Largement relayée dans les médias, une cagnotte Leetchi, mise en place pour soutenir les cheminots par un collectif d’intellectuels mené par le sociologue Jean-Marc Salmon, a explosé les compteurs. Lancée le 23 mars, elle totalise un mois plus tard 927 000 euros de dons destinés aux cheminots, et ne cesse de croître. “Nous avons de la sympathie pour les cheminots grévistes. Ils défendent un de nos biens communs. […] Il importe que le mouvement puisse durer. Nous soutiendrons financièrement les cheminots », expliquent les initiateurs de la cagnotte sur Mediapart.

Jean-Marc Salmon et les syndicats se sont mis d’accord sur la meilleure façon de distribuer cet argent : il ira à une association créée pour l’occasion par l’intersyndicale (CGT, UNSA, Sud et CFDT). Les statuts de l’association ont déjà été déposés “mais il faut attendre de recevoir le récépissé qui sera envoyé par la préfecture” pour débloquer les fonds, explique Jean-Marc Salmon, joint par France 24, qui espère que cela pourra se faire “au cours de la première semaine de mai”. Ainsi, “aucun syndicat n’aura plus qu’un autre la mainmise sur la cagnotte. Elle sera gérée dans l’unité, et nous (les syndicats) en sommes fiers”, se réjouit Fabien Dumas, membre du bureau fédéral de Sud.

Ensuite, l’argent de la cagnotte viendra aider les grévistes qui en feront la demande, détaille Fabien Dumas. “À priori, l’indemnisation se déclenchera à partir du quatrième jour de grève, pour ceux qui en feront la demande. L’argent ira à tous les grévistes, qu’ils soient syndiqués ou non”, précise-t-il.

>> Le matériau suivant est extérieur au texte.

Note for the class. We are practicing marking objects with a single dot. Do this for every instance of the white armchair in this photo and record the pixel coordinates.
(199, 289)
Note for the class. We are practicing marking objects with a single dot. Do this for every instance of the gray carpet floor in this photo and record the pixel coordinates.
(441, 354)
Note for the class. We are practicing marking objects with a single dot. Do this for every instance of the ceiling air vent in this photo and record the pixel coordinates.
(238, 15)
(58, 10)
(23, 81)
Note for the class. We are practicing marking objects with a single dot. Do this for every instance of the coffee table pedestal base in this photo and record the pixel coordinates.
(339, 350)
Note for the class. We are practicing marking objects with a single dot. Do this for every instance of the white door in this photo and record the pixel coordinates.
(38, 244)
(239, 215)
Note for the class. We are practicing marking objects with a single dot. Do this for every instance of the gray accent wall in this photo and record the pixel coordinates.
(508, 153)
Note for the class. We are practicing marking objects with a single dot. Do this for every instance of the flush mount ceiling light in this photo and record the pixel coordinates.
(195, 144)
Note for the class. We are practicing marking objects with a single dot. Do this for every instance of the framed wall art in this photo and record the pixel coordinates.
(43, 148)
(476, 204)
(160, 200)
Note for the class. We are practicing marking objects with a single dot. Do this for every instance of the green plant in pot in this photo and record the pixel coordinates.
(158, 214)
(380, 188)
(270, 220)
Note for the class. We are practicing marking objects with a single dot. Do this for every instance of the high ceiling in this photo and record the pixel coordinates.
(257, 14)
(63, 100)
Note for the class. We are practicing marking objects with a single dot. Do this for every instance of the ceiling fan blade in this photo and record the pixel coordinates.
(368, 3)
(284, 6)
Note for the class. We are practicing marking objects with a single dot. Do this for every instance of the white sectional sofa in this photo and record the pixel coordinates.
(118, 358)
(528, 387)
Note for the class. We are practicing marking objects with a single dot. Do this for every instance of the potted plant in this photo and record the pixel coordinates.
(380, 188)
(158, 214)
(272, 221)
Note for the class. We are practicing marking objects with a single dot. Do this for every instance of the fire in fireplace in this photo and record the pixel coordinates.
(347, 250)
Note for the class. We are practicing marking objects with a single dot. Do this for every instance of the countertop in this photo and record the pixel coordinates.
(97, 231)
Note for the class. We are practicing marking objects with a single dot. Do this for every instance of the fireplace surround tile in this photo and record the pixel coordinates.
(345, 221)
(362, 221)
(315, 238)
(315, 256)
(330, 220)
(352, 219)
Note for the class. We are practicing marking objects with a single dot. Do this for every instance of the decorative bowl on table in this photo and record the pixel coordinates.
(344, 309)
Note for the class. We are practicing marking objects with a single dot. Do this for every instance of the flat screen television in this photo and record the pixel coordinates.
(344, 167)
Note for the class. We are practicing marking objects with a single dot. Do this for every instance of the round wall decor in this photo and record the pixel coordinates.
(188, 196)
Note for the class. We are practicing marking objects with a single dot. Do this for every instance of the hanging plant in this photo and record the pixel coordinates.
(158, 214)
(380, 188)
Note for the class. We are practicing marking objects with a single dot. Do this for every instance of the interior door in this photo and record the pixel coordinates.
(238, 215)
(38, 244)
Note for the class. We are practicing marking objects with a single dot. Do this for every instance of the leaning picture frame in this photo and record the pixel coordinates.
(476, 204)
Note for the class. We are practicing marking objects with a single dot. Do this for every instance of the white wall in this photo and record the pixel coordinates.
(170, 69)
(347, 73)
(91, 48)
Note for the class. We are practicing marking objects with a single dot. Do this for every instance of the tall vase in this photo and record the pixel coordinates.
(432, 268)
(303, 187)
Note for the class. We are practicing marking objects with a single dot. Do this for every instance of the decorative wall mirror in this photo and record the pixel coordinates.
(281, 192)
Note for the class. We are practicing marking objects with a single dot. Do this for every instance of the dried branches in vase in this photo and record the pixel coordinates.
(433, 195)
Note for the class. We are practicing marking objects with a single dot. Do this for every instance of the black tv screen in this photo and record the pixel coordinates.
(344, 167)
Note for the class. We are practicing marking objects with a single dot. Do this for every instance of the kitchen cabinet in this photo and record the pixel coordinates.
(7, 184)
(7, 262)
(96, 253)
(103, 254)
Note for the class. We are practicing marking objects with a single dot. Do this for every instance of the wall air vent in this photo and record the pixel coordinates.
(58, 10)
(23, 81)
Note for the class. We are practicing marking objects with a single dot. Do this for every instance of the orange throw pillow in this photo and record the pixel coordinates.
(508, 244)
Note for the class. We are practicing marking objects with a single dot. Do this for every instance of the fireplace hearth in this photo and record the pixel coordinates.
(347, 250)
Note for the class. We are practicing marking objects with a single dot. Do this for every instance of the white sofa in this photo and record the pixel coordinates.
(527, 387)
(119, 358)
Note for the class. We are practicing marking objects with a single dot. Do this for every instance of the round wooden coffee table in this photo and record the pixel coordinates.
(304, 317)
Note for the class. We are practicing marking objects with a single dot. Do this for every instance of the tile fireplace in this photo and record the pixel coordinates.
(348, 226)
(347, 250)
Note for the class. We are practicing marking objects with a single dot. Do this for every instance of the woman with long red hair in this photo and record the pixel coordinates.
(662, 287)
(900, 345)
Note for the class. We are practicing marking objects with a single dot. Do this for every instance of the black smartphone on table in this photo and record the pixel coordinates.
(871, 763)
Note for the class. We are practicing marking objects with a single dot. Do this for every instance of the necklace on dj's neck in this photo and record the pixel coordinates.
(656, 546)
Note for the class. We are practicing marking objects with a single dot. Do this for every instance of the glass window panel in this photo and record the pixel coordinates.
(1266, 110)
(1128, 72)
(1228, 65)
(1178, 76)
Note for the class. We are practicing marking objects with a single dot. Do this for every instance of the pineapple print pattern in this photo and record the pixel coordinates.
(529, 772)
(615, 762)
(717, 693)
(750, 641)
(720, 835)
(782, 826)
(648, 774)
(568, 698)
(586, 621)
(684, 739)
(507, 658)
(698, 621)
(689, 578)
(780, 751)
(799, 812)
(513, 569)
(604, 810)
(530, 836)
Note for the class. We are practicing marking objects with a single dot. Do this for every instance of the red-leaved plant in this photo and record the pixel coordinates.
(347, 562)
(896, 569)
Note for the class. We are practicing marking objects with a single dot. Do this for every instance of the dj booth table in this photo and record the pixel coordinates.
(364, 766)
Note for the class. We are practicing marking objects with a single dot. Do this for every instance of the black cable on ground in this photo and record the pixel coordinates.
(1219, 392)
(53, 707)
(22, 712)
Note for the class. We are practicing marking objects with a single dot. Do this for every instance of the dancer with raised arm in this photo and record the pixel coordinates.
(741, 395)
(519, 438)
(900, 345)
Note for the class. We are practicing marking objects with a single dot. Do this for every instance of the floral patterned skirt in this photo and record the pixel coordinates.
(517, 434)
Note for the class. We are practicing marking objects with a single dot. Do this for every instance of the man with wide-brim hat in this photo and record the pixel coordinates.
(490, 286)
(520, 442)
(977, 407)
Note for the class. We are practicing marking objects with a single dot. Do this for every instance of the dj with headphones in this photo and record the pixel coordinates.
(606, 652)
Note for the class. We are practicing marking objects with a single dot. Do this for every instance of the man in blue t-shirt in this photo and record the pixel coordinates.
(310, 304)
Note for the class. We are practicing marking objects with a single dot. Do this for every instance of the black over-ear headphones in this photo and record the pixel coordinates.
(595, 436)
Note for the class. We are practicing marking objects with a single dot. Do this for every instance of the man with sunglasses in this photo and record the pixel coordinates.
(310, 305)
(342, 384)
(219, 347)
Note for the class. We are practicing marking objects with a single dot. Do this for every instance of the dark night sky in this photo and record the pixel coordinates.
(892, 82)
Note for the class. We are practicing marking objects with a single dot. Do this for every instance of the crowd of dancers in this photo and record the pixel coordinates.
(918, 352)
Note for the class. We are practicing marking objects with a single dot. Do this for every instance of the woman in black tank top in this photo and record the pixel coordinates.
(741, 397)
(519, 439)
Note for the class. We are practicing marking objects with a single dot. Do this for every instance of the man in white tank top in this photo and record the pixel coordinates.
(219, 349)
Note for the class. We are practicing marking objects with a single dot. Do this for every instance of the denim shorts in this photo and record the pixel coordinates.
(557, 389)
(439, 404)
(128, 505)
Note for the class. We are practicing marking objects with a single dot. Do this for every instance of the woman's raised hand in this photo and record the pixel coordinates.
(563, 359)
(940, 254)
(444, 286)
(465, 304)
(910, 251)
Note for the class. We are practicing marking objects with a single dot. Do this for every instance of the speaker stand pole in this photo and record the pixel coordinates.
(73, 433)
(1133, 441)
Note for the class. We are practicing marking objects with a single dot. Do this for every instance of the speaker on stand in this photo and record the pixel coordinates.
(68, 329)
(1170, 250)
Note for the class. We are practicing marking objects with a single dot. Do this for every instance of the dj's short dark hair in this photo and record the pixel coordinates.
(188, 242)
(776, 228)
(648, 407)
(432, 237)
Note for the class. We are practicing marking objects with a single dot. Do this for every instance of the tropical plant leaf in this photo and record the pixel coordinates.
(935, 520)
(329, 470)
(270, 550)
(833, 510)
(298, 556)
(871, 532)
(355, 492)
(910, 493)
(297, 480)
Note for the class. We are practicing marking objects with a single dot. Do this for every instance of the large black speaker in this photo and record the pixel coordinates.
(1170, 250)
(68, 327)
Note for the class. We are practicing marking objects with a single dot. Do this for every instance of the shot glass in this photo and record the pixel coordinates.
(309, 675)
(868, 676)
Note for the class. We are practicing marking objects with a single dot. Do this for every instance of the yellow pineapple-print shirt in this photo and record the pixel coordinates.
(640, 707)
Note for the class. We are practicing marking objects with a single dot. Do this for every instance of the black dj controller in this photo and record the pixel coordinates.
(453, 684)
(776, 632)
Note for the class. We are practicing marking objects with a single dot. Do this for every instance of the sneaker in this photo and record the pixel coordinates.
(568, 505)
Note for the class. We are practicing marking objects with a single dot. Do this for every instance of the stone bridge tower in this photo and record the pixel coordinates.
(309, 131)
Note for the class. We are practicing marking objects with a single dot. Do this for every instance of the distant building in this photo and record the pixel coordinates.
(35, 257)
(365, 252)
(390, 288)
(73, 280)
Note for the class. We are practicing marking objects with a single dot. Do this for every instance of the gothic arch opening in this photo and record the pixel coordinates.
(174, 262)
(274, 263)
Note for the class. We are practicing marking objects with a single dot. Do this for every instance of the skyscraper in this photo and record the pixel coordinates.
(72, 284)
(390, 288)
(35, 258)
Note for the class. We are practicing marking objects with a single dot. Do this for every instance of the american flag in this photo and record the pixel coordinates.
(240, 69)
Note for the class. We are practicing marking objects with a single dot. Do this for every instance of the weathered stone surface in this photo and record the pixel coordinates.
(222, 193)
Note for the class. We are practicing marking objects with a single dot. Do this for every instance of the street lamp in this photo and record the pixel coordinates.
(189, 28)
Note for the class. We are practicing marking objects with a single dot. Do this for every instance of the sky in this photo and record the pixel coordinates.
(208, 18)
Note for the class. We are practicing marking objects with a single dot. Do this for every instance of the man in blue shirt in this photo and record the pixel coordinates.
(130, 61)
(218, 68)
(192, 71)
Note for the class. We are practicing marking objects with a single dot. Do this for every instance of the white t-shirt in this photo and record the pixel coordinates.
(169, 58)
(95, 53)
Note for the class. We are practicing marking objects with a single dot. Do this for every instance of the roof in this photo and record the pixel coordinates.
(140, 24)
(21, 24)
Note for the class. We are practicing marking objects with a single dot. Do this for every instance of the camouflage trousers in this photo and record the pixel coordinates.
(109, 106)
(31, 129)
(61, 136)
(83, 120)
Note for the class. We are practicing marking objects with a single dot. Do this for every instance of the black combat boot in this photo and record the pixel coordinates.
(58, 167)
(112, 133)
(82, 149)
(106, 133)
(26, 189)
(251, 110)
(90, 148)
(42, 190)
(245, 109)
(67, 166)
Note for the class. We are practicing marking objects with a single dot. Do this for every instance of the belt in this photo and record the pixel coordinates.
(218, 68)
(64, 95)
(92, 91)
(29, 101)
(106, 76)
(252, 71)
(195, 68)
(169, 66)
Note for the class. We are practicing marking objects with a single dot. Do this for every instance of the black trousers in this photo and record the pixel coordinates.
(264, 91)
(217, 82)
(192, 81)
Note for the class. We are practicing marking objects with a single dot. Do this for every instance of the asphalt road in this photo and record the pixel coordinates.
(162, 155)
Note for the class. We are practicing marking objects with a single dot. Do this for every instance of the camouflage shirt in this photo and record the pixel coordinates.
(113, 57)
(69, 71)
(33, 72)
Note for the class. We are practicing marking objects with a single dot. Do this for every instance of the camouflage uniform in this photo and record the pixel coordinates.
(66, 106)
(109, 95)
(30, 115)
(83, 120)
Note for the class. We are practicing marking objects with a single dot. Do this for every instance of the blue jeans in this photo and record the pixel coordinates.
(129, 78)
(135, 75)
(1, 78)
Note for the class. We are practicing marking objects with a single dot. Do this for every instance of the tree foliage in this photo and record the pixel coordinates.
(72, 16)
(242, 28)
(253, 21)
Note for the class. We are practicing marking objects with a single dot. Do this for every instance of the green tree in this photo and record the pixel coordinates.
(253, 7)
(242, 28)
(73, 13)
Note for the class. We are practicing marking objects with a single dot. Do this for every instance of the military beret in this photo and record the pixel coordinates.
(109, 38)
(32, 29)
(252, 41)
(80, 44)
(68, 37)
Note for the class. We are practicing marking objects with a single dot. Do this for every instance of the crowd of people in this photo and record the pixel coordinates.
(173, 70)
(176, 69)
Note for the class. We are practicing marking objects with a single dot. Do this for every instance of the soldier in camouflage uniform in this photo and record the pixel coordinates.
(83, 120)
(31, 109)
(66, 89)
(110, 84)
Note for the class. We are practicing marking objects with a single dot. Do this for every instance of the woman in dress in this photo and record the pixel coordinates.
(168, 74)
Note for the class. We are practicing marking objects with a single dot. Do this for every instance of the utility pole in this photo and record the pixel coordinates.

À l’heure qu’il est, il reste sept jours avant que la cagnotte ne s’achève et dépasse, peut-être, le million d’euros. La grève, elle, pourrait durer plus longtemps. Les fonds déjà récoltés sont insuffisants, fait remarquer Anasse Kazib. Le délégué Sud-Rail à Paris-Nord, contacté par France 24, se livre à un rapide calcul mental : avec un taux de grévistes qui oscille désormais autour de 20 %, contre 33,9 % le premier jour, la mobilisation concernerait près de 30 000 des 148 000 employés de la SNCF. À cette échelle, un million représenterait 33 euros par personne.

Chaque jour de grève coûte, lui, un trentième du salaire mensuel. Cela représente 70 euros bruts pour les premiers salaires de la grille, en 2016. Autrement dit, à l’heure actuelle, la cagnotte permettrait de compenser une seule demie journée de grève pour les salaires les moins élevés. Or au total, des préavis de grève ont été déposés pour 36 journées de mobilisation.

Chez les adhérents de Sud Rail, où l’on a déposé un préavis reconductible et où les grévistes sont davantage mobilisés, les difficultés pourraient arriver plus rapidement. « Cela fait un mois que je fais grève. Heureusement, j’ai de l’argent de côté, confie Fabien Dumas. Mais les agents du matériel, les ‘qualif B’ comme on les appelle (parmi les bas salaires évoqués plus haut, NDLR), eux n’ont pas d’économies, ils ont déjà du mal. » « Ma compagne fait aussi grève donc on est doublement affectés, ajoute Anasse Kazib, lui aussi chez Sud Rail. On annulera ce qui est secondaire. S’il faut annuler les vacances d’été, on le fera. »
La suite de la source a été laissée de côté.